Pain is never purely physical. It’s never only bodily harm that’s causing our hurt. So says Dr Rachel Zoffness, a leading pain psychologist who trained at prestigious Brown University and has studied the science of pain for 35 years. Pain is our body’s warning system, she explains, “an interpretation” by the brain of how much danger we’re in — and so how we feel and think about our pain is critical to how we experience it. 

That certainly doesn’t mean that if our doctor can’t find anything physically wrong then the pain is “all in our head,” says Zoffness, who is based at the University of California’s School of Medicine in San Francisco. “It is real.” Zoffness’s patients find it helpful when she describes pain as “biopsychosocial” — meaning that biological harm and our emotions, psychology, situation and life experience all factor in our pain intensity. 

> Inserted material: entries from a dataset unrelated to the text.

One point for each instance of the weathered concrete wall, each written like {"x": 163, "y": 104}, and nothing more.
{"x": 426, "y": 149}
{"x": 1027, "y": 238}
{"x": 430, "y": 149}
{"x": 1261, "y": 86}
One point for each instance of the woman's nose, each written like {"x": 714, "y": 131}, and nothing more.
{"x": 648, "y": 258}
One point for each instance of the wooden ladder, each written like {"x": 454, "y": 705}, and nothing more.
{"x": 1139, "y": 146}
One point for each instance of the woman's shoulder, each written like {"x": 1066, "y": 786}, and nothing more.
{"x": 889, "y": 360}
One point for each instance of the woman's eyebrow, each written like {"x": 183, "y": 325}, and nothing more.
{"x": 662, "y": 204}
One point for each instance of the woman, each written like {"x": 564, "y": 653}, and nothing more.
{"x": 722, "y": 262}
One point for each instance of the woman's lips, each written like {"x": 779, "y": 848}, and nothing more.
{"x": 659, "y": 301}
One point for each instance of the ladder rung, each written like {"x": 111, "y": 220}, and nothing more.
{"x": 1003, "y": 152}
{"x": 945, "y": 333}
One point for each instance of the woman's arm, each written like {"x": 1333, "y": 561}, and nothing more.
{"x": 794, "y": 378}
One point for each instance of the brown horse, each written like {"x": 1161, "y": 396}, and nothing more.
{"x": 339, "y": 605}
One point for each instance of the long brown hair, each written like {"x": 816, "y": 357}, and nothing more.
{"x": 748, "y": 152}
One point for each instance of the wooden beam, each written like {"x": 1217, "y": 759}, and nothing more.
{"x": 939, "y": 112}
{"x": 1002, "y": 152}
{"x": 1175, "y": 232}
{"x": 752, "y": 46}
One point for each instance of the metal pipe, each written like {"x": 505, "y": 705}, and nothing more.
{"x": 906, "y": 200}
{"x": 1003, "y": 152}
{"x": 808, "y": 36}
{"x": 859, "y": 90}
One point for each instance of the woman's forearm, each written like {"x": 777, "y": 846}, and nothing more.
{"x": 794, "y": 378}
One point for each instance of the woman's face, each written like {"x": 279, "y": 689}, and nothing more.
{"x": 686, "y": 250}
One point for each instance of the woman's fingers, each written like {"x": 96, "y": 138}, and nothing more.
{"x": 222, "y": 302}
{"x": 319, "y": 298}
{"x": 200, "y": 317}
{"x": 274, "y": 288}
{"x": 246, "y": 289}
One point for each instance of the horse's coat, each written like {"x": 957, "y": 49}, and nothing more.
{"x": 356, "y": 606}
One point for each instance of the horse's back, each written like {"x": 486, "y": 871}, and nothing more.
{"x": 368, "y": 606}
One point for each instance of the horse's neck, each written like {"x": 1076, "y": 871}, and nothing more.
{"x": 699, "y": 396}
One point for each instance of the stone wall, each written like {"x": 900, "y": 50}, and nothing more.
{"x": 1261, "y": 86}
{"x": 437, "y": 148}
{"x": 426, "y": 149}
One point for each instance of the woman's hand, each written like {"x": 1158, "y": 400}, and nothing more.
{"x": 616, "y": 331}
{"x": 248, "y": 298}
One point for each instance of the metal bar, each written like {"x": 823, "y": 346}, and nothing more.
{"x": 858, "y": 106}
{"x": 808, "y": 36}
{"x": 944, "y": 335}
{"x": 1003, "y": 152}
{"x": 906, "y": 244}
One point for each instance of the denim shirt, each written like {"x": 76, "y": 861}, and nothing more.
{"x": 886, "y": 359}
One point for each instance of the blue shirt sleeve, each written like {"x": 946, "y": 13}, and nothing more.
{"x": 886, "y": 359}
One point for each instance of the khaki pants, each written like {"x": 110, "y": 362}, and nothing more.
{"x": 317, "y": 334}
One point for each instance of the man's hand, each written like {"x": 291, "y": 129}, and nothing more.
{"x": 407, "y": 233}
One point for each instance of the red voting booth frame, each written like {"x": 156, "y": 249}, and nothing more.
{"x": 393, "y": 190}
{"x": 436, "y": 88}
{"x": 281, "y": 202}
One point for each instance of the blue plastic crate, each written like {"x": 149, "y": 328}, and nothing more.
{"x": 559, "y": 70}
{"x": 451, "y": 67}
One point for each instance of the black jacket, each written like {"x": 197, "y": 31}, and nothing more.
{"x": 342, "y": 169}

“Just as pain is never purely physical it’s never purely emotional,” says Zoffness, the author of a new book, Tell Me Where It Hurts: The New Science of Pain and How to Heal. “The brain and body are connected 100 per cent of the time. Our physical health and our emotional health are always intertwined. It’s adaptive, it helps us survive.” 

Rachel Zoffness, an author, posing in Central Park.Dr Rachel ZoffnessAdam Gray for the sunday times

Because of what we’ve been told, though, most of us do assume that our aches, twinges and pain are caused purely by that old running injury or a herniated disc. “People can really struggle to wrap their heads around the fact that pain can be caused by a much more complex set of processes than bodily injury,” says Dr Lafina Diamandis, a GP and lifestyle medicine physician who specialises in helping people with chronic pain at her clinic Deia Health in London.

“Painkillers are good for acute short-term pain — you’ve sprained something, done your back in, you have a headache, period pain. They absolutely have a role. But painkillers are often not so effective for treating chronic pain,” she says. “Consider whether they are giving you a window of opportunity to move or function better, or are they masking an underlying problem? We should not demonise painkillers — they offer relief to many — but we should always ask ourselves what else we might need to address or consider?”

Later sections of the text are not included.